The glorious Baltic sunshine continues and in the long evenings everything is washed with a golden light enough to make the most miserable Dickensian character burst out laughing with joy. We now have flowers on board and go out of our way to dine in style in the cockpit to show how mad the Englanders are but we are few and far between in these parts - we and our confusing red ensign are rare birds indeed.

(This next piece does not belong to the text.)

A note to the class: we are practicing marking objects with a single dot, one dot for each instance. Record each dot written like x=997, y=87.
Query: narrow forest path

While there are no tide times to meet here, we have the time gate of two more bridges to contend with and having met one we are parked alongside the town quay of Wolgast, an old Hanseatic town which time has passed by. It seems to have lost its importance without realising it and neither has a holiday trade nor any other reason to bustle. All the same - lovely old buildings, fortified here and there in that star pattern of old - capable of keeping off all comers, until somebody spoilt the fun with gunpowder. Quite large cargo ships stop here to fill up with something or other and a modern train purrs across the canal bridge stopping all the traffic at regular intervals - we have not seen any passengers on it though but it is punctual and gleams and has a nice sounding railway-crossing bell.
I have to admit that my two attempts to do a "selfie" on my mobile phone with Jane at supper did not pass quality control so you will have to imagine how much we appear to be having fun - and we are, it just seems to go on, what an adventure.
I meant to tell you about the astonishing eratics which pepper the German Baltic coast, both at sea and around the land. These are "foreign" boulders carried by glaciers in the ice age for many hundreds of miles away from their natural physical home and dropped where the glacier melted. They can be as big as a house but more often are car sized. Along the coastal sea fringe there are thousands marked on the charts and on the land can present developers with an interesting challenge as to what to do with them. Spotted a whopper just offshore where we saw the car rally - estimated at 1000 tons.
Tomorrow we meet the second opening bridge and move to probably our last German port before Poland. Ooo-er, and I've almost got the hang of Euros - well the shiny ones anyway.